I am writing this letter in response to any physician’s stance against the use of any forms of Natural Desiccated Thyroid (NDT) hormones as replacement for inadequate thyroid hormone levels. I will attempt to include links to medical-journal/peer-reviewed/scientific-based information to help you catch up on the latest in thyroid treatment and information.

I know that you, as a physician, have very limited time when it comes to researching various information on treatment protocols. I acknowledge that you were given limited training on thyroid diagnosis and treatments during your medical school programs, as well as in internship and residency programs, and have likely had to rely on the information provided by Pharmaceutical sales reps.

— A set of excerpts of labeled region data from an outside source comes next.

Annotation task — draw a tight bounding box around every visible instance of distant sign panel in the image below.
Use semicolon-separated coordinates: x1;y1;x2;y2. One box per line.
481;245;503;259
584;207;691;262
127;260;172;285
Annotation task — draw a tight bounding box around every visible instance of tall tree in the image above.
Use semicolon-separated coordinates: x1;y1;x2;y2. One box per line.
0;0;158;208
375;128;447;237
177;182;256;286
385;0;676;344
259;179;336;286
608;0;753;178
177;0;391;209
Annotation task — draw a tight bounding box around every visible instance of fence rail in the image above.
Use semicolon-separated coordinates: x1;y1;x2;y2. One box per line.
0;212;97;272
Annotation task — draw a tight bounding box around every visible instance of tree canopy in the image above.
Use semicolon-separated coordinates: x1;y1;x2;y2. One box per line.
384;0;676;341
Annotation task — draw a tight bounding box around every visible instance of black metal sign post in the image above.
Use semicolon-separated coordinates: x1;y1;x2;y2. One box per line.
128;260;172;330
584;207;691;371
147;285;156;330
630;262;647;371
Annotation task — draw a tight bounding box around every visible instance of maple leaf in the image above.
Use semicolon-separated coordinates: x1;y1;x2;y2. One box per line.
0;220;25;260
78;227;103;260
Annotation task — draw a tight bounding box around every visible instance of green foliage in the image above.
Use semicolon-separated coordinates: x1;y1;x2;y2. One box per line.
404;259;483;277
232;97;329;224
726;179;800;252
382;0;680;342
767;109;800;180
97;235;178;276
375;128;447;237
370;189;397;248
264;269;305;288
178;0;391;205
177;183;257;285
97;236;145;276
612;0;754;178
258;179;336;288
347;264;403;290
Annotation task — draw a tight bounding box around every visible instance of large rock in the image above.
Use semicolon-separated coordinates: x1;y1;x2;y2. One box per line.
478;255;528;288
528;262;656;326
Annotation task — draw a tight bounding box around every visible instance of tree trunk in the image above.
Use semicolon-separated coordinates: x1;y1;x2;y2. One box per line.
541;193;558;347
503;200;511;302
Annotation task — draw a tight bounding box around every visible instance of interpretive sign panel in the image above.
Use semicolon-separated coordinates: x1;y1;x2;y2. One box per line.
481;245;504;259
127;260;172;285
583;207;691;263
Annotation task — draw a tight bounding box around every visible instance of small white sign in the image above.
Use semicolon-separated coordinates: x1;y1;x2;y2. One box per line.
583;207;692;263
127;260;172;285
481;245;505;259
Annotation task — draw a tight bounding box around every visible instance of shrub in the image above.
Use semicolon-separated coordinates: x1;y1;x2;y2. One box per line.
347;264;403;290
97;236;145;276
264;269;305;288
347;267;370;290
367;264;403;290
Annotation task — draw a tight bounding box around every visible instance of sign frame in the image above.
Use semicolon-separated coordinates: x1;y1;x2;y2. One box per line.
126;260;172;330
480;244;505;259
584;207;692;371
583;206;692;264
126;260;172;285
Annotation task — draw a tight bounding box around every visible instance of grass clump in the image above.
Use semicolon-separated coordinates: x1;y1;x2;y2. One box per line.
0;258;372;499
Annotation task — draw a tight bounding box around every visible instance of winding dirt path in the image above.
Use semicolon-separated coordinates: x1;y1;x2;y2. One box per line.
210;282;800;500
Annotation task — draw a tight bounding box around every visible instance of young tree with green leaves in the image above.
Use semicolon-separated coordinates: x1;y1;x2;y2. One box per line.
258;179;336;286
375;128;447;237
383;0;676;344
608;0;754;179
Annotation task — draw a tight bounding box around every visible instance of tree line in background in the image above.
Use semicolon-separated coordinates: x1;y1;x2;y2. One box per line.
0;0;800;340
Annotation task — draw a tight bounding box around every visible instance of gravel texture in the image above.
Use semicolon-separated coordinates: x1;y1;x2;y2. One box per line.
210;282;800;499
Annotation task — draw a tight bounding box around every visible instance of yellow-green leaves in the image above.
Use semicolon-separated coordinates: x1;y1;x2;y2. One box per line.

As such, I believe that your views are unfairly skewed and not fully fleshed out towards the use of T4-only medications such as Synthroid, Levoxyl, and others.

1) Regarding your assertion that Synthroid/T4 only medications are “bio-identical” in structure and thus, are an “adequate replacement” for a thyroid that makes 5 hormones (T4, T3, T2, T1 and calcitonin)

Please review the following photos, showing the chemical structure of human thyroxine (T4) and the chemical structures of T4-only medications such as Tirosint and Synthroid: (source: Synthroid Manufacturer’s Full prescribing information). As you can see below, there is a great difference between the molecular structure of Synthroid and human thyroxine.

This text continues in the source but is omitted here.